Zudem ermöglicht die Kanzlei sämtlichen Mandanten das Ersetzende Scannen. Hierbei stellt die Verfahrensdokumentation zum Ersetzenden Scannen einen ersten Einstieg für den Mandanten in das Thema Digitalisierung dar. Die Belege werden im Unternehmen oder in der Kanzlei von Enteos eingescannt, und dieser Scannvorgang wurde vom Bundesamt in der Sicherheitsund Informationstechnik (BSI) zertifiziert. Er entspricht der BSI TR-03138 Technische Richtlinie zum Ersetzenden Scannen (RESISCAN). Dieses Zertifikat ist ein wesentlicher Bestandteil der Verfahrensdokumentation zum Ersetzenden Scannen.                                                    Unternehmensindividuelle Vorgänge, wie der Posteingang und die Rechnungseingangskontrolle sowie die Vernichtung der Papierbelege, sind noch die einzigen, die zu dokumentieren sind. Die weiteren Prozessschritte des Scanvorgangs bis zur Speicherung und Archivierung werden von der Kanzlei vorgegeben und sind zertifiziert.

Veränderungen beim Scanvorgang werden regelmäßig im Rahmen der Zertifizierung – auf diesem Wege für alle Mandanten – dokumentiert und modulartig in die Verfahrensdokumentation zum Ersetzenden Scannen eingefügt. Insoweit entfallen auch hier aufwändige individuelle Dokumentationspflichten. Einzig die Verfahrensdokumentation „Unternehmen“ ist mandantenindividuell zu erstellen und anzupassen. Diese standardisierte und in weiten Teilen zertifizierte Vorgehensweise reduziert den Aufwand in der Kanzlei und hat eine hohe Akzeptanz beim Mandanten. „Nach unseren Erfahrungen ist es nunmehr mit einem Aufwand von zirka einem Arbeitstag möglich, selbst für kleine Unternehmen das Ersetzende Scannen anzubieten“, berichtet Klaus Dähnert, Partner der Kanzlei dhs aus Lemgo. Bei der Aufnahme der Verfahrensdokumentation zum Ersetzenden Scannen erhält der Mandant bereits wertvolle Hinweise zu notwendigen Anpassungen der unternehmensinternen IT-Systeme im Hinblick auf die GoBD-Konformität. So kann der Mandant schon Vorbereitungen für die spätere Erstellung der Verfahrensdokumentation „Unternehmen“ treffen.

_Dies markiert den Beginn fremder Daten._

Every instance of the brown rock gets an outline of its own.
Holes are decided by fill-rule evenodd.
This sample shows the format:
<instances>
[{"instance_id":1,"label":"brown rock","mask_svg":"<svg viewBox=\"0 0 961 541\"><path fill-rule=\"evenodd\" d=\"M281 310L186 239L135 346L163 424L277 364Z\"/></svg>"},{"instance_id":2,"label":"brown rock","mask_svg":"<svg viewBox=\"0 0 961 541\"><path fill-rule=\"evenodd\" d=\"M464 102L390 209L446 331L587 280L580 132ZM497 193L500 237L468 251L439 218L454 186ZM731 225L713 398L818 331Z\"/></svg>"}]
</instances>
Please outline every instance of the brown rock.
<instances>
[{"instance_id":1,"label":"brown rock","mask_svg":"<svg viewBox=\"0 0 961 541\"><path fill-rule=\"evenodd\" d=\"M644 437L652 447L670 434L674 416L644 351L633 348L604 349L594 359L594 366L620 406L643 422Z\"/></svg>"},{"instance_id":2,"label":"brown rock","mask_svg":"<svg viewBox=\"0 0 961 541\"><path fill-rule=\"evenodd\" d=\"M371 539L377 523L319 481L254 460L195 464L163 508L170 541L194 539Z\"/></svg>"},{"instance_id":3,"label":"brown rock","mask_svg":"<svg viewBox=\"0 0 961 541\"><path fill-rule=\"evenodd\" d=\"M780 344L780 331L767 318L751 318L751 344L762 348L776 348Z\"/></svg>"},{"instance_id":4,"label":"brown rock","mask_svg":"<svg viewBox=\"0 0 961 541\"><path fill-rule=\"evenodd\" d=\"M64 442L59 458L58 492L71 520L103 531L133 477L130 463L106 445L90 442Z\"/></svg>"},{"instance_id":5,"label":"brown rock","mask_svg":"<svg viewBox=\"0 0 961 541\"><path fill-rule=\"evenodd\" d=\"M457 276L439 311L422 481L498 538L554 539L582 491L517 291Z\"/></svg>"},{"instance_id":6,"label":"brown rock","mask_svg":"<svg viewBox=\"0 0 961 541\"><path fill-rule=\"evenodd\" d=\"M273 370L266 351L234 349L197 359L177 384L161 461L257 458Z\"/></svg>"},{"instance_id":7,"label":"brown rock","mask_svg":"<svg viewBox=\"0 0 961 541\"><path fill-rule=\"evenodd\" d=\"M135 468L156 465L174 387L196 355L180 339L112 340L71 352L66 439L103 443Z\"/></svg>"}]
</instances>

In dem von Enteos und dhs entwickelten Verfahren ist technisch selbstverständlich gewährleistet, dass von der Parkhaus-Quittung bis zum Großbeleg sämtliche Dokumente ordnungsgemäß archiviert werden, und dies wurde von Enteos schon bei zahlreichen Kanzleien erfolgreich umgesetzt. Anschließend wird das Belegbild des Scans in die hochsicheren Rechenzentren der DATEV übertragen. Dort lässt er sich wiederum mandantenseitig komfortabel in der DATEV-Software weiterverarbeiten.